DeKALB – People driving by 9716 Rich Road in DeKalb will see what Nick Andreas likes to call a “menagerie of lights.”
That menagerie, which consists of 45,000 light bulbs that turn on and off to holiday and popular music, sits in his backyard.
“I remember when I was a kid, I used to love driving around with my parents seeing the Christmas lights and everything like that,” Andreas said. “It’s nice to give back.”
This is Andreas’ second year hosting Nick’s Christmas Spectacular. Last year, he started with the smaller lit trees and the giant tree in the center. This year, he added a snowflake wall as well as an arc that encompasses the display.
“We just keep adding on, more and more,” Andreas said.
The music is broadcast on 89.7 FM via a small transmitter Andreas bought. That way, cars driving by on Rich Road can pull over and listen to music without the neighbors getting annoyed by outside speakers, Andreas said.
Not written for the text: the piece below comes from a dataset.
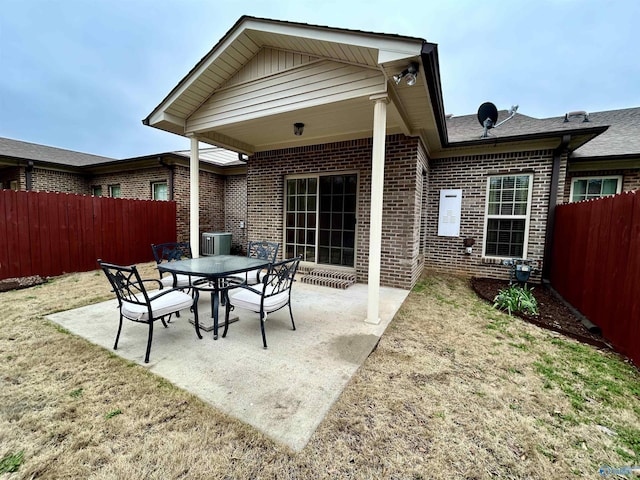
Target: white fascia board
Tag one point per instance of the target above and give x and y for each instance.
(162, 116)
“It’s playing to the beat of the music,” Andreas said. “We sit there and program it according to the software that came with the controllers. Every tenth of a second of the song represents what I can do with the lights.”
Andreas described the programming as very tedious. He estimated that one minute of a song can take up to 10 hours to program. With 30 minutes of music in Nick’s Christmas Spectacular, that translates to 300 hours of programming, not to mention the time it takes to set up the physical display.
Andreas declined to mention how much money he has spent on the lights, although running the lights affects his power bill the same way an air conditioner running in the summer would affect it. He said seeing people stop their cars to watch the show makes it worth it.
“I really like Christmas, and I like to tinker with things,” Andreas said. “This is something that provided me an experience to do that, and the joy it brings to the community.”
Andreas graduated from Northern Illinois University’s College of Business, although he originally was an engineering major. His parents work in the lawn and garden business, and he described himself as “hands-on.”
He said people who are interested in creating this kind of display should be prepared to go over their budget because it will happen. All it takes is a little electrical know-how and people can learn to do it themselves.
He said he has no idea what he’s going to do next year. He wants to have some sort of donation box for charity available. He just has to figure it out.
“I definitely want to give back to the community for people who come out and see it,” Andreas said. “That’s my next goal. To do something like that.”